Gotchas & Edge Cases
- Vendor SDK auto-instrumentation: some vendor providers collect the evaluation context automatically for their own analytics. Confirm in the vendor’s privacy documentation whether the context is transmitted to their cloud and whether field-level suppression is available. If it is not, strip sensitive fields before the OpenFeature call, not inside a span hook.
- Audit trail completeness vs. PII minimization: your audit log needs to record who changed a flag and which targeting rule was active, but it does not need the raw context of every evaluation. Log the token, the variant, and the rule that matched — not the raw
userId. - Secret rotation: rotating the HMAC secret changes every token, which shifts bucket assignments for percentage-based flags and disrupts ongoing experiments. Coordinate secret rotation with experiment freeze windows or keep two active secrets during the transition period.
Troubleshooting & FAQ
How do I find out which attributes the vendor SDK is collecting?
Enable network-level request logging (Charles Proxy, mitmproxy, or your service mesh’s egress capture) and inspect the payload the SDK sends to the vendor endpoint. Alternatively, check the vendor’s SDK source or their data-processing agreement. If you cannot verify it, pass only the attributes the rule actually needs — omit everything else from the context before the call.
Our targeting rules use email domain for segmentation. Can we keep the domain without keeping the address?

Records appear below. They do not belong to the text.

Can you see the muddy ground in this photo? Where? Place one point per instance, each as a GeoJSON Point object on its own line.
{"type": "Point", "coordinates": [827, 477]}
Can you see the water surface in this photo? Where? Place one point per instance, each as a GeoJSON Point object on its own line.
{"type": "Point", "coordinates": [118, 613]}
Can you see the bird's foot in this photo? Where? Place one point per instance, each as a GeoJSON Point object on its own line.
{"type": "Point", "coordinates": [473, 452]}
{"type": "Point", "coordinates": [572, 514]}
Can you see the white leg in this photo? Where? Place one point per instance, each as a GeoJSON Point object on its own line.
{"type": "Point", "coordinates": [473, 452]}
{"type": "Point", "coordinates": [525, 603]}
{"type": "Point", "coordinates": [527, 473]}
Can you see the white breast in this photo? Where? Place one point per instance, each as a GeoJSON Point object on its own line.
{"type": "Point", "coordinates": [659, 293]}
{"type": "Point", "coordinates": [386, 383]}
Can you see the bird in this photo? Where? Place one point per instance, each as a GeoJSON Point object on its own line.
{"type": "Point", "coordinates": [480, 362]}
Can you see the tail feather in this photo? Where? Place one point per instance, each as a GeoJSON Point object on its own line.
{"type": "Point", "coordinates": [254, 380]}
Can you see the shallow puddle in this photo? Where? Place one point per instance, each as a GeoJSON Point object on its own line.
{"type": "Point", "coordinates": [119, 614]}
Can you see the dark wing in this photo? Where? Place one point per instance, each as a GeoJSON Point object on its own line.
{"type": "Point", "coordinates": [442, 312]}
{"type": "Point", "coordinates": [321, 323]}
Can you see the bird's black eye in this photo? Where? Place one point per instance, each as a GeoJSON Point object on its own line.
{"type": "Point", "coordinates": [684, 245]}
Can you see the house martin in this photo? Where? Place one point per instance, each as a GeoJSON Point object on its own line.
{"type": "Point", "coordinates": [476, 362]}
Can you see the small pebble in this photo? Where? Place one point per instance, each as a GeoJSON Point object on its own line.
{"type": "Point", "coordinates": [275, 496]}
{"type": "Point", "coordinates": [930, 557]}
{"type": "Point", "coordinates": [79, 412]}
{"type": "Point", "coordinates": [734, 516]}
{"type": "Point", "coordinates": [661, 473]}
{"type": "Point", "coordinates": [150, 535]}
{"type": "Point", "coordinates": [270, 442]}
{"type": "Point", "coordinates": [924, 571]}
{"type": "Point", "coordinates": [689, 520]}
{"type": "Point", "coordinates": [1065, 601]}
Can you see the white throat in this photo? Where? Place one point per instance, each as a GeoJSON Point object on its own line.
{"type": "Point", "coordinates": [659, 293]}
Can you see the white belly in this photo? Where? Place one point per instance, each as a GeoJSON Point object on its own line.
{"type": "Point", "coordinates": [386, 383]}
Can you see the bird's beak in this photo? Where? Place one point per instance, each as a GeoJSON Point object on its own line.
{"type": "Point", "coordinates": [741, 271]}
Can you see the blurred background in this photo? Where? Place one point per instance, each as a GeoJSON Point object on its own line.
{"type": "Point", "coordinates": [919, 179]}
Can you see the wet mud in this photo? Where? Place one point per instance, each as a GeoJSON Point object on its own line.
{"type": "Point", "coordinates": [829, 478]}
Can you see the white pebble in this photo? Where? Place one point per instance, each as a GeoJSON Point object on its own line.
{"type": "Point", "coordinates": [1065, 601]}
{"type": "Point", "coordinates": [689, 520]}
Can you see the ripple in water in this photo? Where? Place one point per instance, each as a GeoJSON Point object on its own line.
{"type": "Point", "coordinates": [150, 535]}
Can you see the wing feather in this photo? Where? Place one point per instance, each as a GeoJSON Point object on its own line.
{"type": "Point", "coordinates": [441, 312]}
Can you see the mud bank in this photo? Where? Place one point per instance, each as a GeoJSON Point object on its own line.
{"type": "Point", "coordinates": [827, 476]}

Yes. Split the email at @ and pass only the domain as a separate context attribute (emailDomain: "example.com"). Drop the full address. Domain-based rules still work; the PII-bearing local part never enters the context.
Does hashing the targetingKey break experiment assignment reproducibility?
No, provided the hash function and secret are stable for the life of the experiment. HMAC-SHA-256 is deterministic: the same raw ID plus the same secret always yields the same token. Bucketing algorithms operate on the token, not the raw ID, so assignments remain stable. Document the secret’s validity window and coordinate rotation with your experiment team.